In my experience, there are two different groups of people who believe the same thing: the mathematics encountered in typical machine learning conference papers is often of questionable value.
The two groups who agree on this are applied machine learning people who have given up on math, and mature theoreticians who understand the limits of theory.
Partly, this is just a statement about where we are with respect to machine learning. In particular, we have no mechanism capable of generating a prescription for how to solve all learning problems. In the absence of such certainty, people try to come up with formalisms that partially describe and motivate how and why they do things. This is natural and healthy—we might hope that it will eventually lead to just such a mechanism.
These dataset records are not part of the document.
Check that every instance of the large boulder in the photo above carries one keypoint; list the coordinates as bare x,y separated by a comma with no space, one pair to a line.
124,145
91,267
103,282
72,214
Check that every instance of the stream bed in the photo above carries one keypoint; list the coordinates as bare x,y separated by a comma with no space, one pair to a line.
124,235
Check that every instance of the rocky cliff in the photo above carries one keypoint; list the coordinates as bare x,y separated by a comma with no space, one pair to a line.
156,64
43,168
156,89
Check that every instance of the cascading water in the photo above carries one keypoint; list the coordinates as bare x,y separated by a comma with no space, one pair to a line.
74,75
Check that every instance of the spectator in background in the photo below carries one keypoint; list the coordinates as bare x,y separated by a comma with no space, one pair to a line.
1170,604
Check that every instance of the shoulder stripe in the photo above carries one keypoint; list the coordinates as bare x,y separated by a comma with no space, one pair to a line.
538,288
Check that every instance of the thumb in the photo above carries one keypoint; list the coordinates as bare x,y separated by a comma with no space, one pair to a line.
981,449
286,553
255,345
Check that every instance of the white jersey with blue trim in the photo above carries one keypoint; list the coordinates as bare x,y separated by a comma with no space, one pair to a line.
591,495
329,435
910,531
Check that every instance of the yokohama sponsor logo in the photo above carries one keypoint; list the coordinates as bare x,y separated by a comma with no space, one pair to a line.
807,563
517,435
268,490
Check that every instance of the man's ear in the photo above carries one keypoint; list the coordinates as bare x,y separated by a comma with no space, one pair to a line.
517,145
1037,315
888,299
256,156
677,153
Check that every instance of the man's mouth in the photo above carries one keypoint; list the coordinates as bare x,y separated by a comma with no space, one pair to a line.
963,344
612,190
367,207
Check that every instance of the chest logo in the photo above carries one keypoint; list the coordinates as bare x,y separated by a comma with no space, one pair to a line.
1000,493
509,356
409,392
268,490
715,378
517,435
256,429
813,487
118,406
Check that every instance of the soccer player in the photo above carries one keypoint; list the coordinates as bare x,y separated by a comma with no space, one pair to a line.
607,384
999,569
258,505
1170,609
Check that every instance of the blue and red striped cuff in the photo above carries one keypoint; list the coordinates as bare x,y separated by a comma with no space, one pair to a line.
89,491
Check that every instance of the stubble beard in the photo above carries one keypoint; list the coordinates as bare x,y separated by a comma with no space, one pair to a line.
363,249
But, part of this is simply an emphasis on complexity over clarity. A very natural and simple theoretical statement is often obscured by complexifications. Common sources of complexification include:
- Generalization By trying to make a statement that applies in the most general possible setting, your theorem becomes excessively hard to read.
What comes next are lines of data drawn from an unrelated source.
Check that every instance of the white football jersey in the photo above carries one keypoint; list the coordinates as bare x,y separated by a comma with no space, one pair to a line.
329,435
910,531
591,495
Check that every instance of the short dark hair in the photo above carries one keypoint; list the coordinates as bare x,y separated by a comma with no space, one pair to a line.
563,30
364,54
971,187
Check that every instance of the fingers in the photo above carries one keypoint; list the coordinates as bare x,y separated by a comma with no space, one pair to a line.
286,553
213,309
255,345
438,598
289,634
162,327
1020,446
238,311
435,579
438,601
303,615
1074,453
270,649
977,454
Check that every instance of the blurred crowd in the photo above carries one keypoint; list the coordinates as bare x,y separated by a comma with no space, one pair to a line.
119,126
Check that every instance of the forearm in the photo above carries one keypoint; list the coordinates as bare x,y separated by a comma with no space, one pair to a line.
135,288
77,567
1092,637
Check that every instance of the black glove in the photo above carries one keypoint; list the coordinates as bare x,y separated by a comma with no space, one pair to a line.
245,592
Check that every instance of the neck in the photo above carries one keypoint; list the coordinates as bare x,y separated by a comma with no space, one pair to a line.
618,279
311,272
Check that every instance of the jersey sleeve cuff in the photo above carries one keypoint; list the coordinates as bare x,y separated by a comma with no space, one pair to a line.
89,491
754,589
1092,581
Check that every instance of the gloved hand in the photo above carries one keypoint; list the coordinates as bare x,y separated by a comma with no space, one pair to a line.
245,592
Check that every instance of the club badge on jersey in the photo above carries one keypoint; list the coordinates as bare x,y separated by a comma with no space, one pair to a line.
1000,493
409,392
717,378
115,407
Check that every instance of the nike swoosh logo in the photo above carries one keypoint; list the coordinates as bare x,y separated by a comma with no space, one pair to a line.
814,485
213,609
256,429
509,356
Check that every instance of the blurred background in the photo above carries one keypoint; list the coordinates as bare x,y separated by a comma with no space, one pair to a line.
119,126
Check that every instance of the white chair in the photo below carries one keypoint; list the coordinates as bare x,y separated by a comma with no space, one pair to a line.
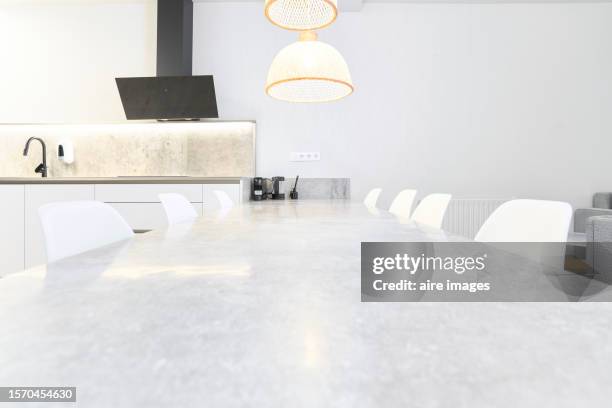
73,227
225,201
527,221
178,209
402,203
539,227
372,197
431,210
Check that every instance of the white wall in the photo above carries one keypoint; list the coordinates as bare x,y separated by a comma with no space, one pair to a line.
491,100
60,58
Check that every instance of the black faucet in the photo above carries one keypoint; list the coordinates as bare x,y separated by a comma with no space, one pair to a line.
42,167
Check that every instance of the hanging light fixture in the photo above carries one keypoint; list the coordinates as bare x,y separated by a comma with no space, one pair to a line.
309,71
301,15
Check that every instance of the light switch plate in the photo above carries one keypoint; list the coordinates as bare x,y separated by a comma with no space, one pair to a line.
305,156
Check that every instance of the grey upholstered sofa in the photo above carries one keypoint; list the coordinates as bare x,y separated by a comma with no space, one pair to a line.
599,246
596,224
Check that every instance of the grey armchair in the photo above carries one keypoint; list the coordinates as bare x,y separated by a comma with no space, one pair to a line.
599,246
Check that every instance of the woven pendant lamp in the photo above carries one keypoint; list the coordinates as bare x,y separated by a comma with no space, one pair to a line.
309,71
301,15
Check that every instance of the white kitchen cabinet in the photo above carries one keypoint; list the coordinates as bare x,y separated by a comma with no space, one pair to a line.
35,196
145,193
234,191
146,216
139,203
21,236
11,228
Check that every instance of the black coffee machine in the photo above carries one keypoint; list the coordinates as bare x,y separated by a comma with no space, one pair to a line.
268,189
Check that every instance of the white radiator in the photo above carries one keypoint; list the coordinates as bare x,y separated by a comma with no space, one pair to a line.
465,216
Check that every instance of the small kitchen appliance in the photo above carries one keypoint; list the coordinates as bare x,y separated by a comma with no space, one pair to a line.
278,188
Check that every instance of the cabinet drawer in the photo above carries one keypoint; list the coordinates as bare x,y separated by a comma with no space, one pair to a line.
146,216
211,202
145,193
11,229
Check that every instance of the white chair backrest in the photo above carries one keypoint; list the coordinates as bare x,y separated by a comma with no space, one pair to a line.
225,202
527,221
178,208
372,197
73,227
402,204
431,210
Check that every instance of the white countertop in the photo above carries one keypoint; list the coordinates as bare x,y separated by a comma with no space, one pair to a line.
261,308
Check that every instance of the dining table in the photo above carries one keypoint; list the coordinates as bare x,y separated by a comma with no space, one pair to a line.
260,305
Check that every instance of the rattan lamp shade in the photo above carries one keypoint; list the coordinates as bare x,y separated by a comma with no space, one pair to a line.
301,15
309,71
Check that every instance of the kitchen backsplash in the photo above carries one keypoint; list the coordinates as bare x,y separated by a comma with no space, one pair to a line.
207,149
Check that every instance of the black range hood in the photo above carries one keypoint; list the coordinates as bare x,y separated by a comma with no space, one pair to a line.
174,94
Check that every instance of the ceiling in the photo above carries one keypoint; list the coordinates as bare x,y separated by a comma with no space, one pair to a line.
344,5
356,5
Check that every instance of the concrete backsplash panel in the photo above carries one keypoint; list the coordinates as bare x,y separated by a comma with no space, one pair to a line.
209,149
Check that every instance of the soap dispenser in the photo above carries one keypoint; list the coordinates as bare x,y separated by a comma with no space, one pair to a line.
65,151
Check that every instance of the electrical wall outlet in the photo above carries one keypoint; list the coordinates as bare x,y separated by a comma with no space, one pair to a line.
305,156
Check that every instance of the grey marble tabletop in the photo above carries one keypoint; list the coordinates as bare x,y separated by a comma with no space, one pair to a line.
261,307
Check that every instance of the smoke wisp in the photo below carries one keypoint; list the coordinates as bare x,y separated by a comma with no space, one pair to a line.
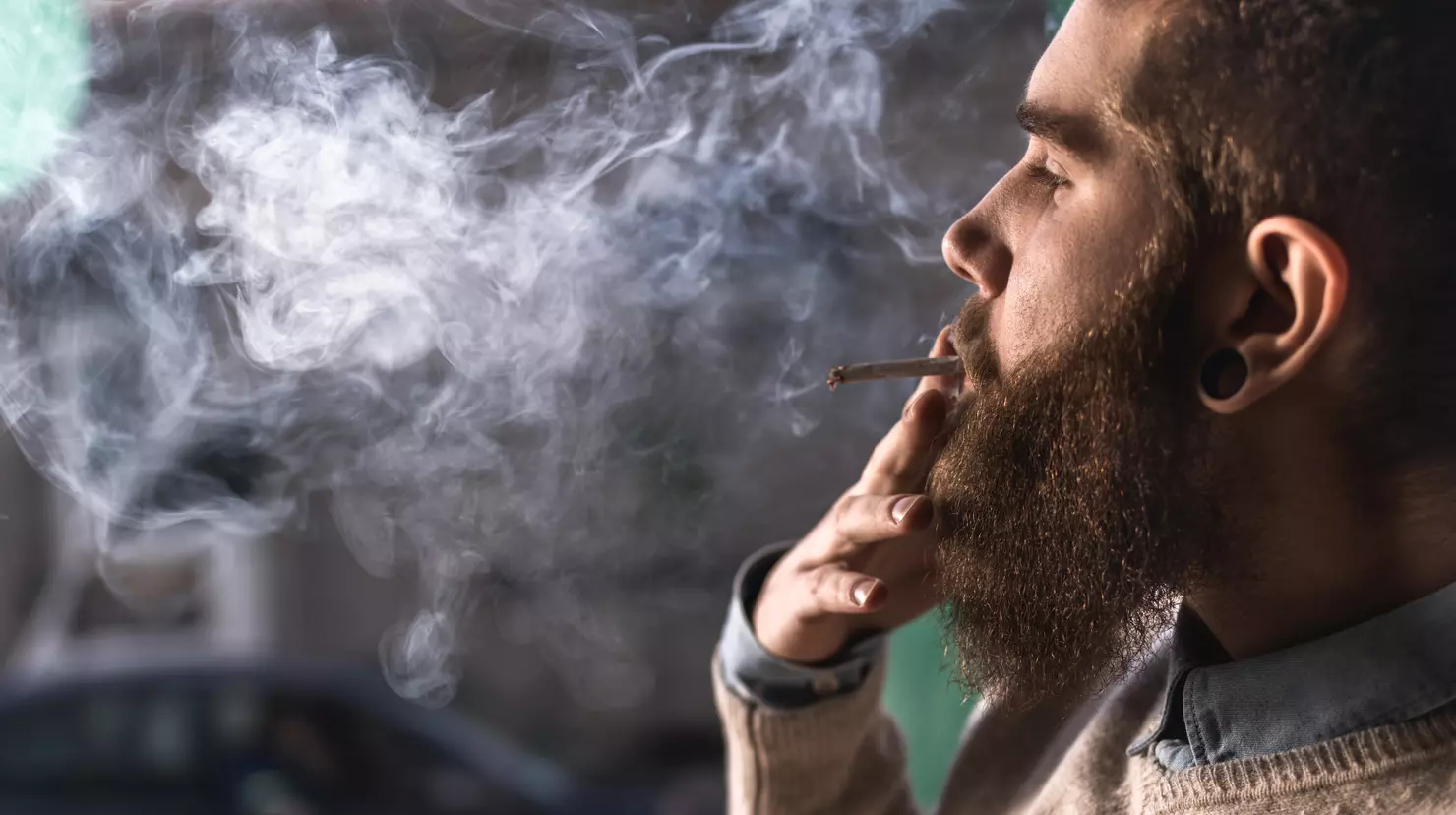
504,337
- Specialization Your theorem relies upon so many assumptions that it is hard for a simple reader to hold them all in their head.
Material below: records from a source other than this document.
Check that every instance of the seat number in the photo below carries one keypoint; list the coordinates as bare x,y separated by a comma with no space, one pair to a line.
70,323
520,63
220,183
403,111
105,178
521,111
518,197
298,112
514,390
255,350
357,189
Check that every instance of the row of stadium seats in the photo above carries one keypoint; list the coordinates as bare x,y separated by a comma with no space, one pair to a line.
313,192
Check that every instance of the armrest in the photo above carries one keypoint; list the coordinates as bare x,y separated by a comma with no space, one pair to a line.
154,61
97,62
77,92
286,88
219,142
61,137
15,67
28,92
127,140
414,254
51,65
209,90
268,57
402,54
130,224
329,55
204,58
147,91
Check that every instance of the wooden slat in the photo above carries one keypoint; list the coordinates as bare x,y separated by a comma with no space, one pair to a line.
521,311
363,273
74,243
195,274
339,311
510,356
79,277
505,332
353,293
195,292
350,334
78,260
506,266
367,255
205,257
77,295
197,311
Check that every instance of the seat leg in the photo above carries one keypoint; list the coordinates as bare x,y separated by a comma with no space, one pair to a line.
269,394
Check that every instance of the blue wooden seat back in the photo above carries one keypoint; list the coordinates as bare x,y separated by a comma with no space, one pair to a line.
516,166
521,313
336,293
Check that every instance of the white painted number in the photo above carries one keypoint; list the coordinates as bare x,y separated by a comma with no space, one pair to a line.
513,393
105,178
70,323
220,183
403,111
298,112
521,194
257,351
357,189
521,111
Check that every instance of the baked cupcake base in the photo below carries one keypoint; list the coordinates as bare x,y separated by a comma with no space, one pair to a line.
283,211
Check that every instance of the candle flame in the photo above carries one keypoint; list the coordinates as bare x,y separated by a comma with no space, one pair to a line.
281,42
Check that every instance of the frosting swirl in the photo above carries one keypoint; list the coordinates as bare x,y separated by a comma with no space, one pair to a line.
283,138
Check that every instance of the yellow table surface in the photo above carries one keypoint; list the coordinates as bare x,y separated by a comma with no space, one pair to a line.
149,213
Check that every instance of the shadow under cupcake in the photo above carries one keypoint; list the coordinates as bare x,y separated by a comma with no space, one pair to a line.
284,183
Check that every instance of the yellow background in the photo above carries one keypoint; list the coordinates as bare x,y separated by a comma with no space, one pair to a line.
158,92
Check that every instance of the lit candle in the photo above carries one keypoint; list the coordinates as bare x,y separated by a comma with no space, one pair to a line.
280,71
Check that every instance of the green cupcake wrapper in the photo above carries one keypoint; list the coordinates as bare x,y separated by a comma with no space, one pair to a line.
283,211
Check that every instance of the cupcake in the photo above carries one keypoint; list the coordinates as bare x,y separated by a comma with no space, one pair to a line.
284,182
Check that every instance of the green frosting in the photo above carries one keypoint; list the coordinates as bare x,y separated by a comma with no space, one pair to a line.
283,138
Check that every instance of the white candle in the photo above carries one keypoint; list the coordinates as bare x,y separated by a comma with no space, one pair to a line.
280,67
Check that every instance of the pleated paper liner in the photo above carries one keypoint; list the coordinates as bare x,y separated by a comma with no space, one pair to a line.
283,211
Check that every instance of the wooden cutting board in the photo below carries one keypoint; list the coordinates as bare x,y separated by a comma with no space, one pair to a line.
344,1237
- Obscuration Your theorem relies upon cumbersome notation full of subsubsuperscripts, badly named variables, etc…
There are several reasons why complexification occurs.
- Excessive generalization often happens when authors have an idea and want to completely exploit it. So, various bells and whistles are added until the core idea is obscured.
- Excessive specialization often happens when authors have some algorithm they really want to prove works. So, they start making one assumption after another until the proof goes through.
- Obscuration is far more subtle than it sounds. Some of the worst obscurations come from using an old standard notation which has simply been pushed to far.
After doing research for awhile, you realize that these complexifications are counterproductive. Type (1) complexifications make it double hard for others to do follow-on work: your paper is hard to read and you have eliminated the possibility. Type (2) complexifications look like “the tail wags the dog”—the math isn’t really working until it guides the algorithm design. Figuring out how to remove the assumptions often results in the better algoritihm. Type (3) complexifications are an error. Fooling around to find a better notation is one of the ways that we sometimes make new discoveries.
The worst reason, I’ve saved for last: it’s that the reviewing process emphasizes precision over accuracy. Imagine shooting a math gun at a machine learning target. A high precision math gun will very carefully guide the bullets to strike a fixed location—even though the location may have little to do with the target. An accurate math gun will point at the correct target. A precision/accuracy tradeoff is often encountered: we don’t know how to think about the actual machine learning problem, so instead we very precisely think about another not-quite-right problem. A reviewer almost invariably prefers the more precise (but less accurate) paper because precision is the easy thing to check and think about.
There seems to be no easy fix for this—people naturally prefer to value the things they can measure. The hard fix for this is more time spent by everyone thinking about what the real machine learning problems are.